После больницы Фадеев вернулся на Арбат к Антокольским, а отношения с Маргаритой продолжались. “Я уже выписался. Нахожусь дома у Павлика. Так хочу вас видеть! Крепко вас целую. А.”[167].
Великолепный Саша прочно обосновался у нас, – писал Антокольский своему другу Виктору Гольцеву на фронт 21 апреля 1942 года. – Человек он милейший и обаятельный. Но внес ужаснейшую безалаберность во все, в том числе в наш быт. Вечная тоска о горючем, при его авторитете почти постоянная возможность достать его – это очень утомительно! Каждый вечер он дает зарок: завтра сажусь работать. А потом он спит сколько влезет, встает, зевает, решает, что еще надо прогуляться, и так проходят недели и месяцы. Он бедняжка: раб хорошего характера, раб доброты и добродушия[168].
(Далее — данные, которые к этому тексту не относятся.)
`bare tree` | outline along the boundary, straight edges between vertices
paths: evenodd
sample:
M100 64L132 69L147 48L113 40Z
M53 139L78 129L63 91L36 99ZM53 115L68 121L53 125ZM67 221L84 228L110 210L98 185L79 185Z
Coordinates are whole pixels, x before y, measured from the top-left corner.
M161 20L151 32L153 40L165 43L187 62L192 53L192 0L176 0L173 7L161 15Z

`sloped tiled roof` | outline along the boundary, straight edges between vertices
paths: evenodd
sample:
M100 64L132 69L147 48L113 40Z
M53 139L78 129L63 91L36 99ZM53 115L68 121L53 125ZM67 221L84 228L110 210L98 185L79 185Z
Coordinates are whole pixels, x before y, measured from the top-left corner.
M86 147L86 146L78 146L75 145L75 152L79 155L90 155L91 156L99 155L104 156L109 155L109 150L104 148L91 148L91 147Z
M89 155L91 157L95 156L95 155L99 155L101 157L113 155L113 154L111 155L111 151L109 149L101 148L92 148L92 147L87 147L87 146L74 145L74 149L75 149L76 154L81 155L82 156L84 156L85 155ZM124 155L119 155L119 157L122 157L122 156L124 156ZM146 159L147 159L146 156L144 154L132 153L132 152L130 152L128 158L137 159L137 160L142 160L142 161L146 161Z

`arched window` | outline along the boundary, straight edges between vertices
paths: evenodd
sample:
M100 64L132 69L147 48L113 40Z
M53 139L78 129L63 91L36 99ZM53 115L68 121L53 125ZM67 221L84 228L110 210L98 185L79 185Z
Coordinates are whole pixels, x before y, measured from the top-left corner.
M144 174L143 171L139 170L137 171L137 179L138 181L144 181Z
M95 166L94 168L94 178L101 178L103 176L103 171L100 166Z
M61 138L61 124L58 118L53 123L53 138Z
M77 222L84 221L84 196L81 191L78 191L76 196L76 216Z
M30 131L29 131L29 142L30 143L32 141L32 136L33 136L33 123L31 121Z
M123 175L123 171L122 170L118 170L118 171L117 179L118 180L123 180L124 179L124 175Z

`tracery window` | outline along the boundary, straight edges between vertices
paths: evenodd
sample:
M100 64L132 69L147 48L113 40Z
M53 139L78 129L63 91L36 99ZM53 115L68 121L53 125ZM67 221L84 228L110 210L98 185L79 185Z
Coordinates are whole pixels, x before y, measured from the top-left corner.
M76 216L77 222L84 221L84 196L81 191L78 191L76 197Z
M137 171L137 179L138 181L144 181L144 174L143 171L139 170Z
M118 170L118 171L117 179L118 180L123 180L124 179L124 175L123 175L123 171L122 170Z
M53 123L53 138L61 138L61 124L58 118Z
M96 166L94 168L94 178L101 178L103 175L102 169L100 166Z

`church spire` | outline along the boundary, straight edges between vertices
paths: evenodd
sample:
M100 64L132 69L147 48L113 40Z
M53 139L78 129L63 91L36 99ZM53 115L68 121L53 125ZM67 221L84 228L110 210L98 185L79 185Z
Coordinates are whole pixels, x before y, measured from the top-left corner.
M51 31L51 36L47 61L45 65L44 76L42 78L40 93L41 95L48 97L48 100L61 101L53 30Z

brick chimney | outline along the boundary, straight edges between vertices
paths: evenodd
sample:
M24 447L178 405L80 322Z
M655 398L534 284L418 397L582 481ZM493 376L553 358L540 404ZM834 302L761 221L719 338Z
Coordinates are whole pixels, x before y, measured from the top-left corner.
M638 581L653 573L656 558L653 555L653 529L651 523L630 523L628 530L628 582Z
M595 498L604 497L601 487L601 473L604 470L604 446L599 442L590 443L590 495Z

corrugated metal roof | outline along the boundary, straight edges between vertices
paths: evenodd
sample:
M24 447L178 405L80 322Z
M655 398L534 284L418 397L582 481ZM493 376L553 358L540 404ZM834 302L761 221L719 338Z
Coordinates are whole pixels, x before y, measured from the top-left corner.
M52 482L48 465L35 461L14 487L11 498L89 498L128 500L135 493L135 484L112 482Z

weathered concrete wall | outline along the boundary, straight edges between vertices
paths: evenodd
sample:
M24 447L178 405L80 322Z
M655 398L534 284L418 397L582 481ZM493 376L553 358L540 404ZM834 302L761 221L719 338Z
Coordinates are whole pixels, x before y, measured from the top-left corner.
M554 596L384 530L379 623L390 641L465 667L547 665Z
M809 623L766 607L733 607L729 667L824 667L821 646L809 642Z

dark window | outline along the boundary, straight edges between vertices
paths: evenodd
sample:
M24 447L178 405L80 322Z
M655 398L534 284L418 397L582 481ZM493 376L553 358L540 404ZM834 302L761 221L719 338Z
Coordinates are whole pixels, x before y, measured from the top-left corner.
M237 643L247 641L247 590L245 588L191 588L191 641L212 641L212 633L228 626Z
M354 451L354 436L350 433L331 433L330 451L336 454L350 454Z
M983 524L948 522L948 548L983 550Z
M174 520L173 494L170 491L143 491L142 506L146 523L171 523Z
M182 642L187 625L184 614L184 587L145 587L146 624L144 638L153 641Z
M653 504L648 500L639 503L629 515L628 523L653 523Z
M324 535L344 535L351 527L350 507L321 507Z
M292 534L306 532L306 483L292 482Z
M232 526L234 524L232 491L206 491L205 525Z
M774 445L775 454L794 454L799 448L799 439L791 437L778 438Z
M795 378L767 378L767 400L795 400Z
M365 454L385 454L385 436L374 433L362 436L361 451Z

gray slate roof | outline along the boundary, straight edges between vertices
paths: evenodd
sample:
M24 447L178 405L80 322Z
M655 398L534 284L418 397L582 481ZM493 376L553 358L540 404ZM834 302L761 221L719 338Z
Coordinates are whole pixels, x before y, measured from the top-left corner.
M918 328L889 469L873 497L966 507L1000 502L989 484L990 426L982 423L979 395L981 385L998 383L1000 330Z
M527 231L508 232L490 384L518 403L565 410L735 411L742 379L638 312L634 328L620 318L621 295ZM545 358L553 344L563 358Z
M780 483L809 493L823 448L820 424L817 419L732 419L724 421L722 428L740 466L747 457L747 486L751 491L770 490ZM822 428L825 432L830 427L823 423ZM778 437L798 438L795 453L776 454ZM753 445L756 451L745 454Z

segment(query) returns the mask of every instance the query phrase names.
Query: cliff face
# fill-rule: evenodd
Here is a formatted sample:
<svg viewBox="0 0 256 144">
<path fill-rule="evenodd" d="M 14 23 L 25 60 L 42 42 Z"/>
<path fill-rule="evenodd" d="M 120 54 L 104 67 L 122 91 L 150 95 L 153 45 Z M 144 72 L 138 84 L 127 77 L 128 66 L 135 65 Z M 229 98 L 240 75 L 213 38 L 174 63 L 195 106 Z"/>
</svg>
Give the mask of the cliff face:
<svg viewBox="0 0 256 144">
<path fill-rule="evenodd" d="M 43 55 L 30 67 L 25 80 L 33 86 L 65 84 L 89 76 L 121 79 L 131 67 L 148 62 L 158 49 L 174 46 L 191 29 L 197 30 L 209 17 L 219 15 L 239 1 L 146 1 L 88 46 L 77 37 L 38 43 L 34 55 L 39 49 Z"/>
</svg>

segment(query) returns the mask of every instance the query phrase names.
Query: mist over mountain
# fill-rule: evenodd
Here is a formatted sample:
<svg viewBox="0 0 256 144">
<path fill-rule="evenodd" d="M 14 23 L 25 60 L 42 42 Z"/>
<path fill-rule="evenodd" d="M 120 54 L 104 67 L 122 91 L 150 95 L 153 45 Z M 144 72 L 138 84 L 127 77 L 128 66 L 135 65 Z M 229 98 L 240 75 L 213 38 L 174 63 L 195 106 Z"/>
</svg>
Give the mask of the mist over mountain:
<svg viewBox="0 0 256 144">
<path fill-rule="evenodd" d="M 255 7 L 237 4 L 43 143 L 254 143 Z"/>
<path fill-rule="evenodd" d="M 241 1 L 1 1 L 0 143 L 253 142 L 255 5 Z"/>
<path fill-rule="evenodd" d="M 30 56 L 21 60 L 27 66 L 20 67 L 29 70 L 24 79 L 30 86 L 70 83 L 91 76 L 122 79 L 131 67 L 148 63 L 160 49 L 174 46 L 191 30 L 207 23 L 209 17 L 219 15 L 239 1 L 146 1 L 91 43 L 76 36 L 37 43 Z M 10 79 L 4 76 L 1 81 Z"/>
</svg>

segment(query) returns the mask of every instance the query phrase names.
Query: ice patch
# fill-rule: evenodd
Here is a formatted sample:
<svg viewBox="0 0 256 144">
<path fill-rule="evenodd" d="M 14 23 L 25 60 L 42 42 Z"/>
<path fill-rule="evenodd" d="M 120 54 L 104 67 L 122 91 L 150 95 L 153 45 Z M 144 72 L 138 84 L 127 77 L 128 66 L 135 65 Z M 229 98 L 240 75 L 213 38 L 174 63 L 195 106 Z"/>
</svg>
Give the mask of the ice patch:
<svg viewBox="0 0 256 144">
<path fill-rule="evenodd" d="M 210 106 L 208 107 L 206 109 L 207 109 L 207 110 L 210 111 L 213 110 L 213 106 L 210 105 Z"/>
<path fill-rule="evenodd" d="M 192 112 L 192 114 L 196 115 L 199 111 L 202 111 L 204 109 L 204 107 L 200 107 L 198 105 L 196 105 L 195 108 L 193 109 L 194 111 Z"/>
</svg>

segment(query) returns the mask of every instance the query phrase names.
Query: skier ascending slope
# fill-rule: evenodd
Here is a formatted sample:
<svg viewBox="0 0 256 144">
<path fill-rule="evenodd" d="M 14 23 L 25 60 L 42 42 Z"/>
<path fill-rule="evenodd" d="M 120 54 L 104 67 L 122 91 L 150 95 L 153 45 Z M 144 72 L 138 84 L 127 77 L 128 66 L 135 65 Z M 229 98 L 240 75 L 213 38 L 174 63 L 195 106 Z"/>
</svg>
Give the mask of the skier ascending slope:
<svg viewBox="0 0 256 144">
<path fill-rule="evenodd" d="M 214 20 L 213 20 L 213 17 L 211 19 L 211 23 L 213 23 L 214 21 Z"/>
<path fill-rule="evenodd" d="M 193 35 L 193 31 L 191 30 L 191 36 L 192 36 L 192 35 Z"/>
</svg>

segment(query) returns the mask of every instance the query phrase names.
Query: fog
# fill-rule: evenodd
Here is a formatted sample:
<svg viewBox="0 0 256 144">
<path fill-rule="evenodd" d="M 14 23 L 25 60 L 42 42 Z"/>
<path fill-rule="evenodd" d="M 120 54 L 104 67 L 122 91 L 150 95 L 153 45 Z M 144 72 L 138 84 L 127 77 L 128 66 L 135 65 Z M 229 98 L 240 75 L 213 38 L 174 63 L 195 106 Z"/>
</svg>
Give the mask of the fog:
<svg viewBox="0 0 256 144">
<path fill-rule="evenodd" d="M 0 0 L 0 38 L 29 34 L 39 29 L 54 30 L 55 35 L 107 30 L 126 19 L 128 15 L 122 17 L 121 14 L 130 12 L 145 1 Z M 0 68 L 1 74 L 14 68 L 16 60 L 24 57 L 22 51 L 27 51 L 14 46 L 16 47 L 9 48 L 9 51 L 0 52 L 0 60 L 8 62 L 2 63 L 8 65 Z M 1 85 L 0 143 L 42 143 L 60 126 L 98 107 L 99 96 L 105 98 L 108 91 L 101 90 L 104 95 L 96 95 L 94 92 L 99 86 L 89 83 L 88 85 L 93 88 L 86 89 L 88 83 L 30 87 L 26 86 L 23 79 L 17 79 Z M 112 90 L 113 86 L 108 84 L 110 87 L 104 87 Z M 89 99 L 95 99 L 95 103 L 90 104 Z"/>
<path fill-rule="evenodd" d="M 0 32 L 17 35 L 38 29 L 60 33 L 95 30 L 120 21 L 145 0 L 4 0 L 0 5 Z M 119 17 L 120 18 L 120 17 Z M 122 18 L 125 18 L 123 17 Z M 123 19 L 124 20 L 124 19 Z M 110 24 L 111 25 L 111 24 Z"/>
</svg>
В конце зимы Фадеев с Маргаритой совершили поездку в Сокольники, где она хотела навестить родственников погибшего мужа, а Фадеев искал знакомых, которым было что-то известно о судьбе его младшего брата, тяжело раненного; он лежал в госпитале в Пятигорске.
Подробное описание дороги от Сокольников к Алексеевскому кладбищу, где был похоронен отец Луговского, а затем к Тихвинской церкви, что на кладбище, а главное, живое описание крестов выдает в нем писателя, далекого от соцреализма. Не попади он в переплет времени, неизвестно, каким бы писателем он стал. Однако, как мы увидим ниже, религиозный вопрос становился в жизни военного поколения достаточно серьезным.
Маргарита Алигер в те месяцы писала поэму о девушке-партизанке Зое, повешенной фашистами в подмосковном селе Петрищеве. Эта поэма превратила имя Зои Космодемьянской в настоящую легенду. Маргарита Алигер за книгу получила Сталинскую премию, которую до копейки, как это было принято тогда, отдала на оборону. Летом они вместе поехали в блокадный Ленинград.
В Ленинграде продолжал работать Тарасенков. Блокадниками каждый приехавший встречался с неописуемым восторгом. Во-первых, приезжали друзья, можно было увидеть близкие, родные лица, во-вторых, что было немаловажно, привозили еду. По письмам Тарасенкова, который подробно пересказывал ленинградские события, трудно представить, что он голодал: он скрывал это от жены, чтобы не расстраивать ее. Выдавало его то, что он слишком уж подробно перечислял названия продуктов, которые ел. На Ладогу он выехал в середине мая по приказу командования уже с признаками дистрофии.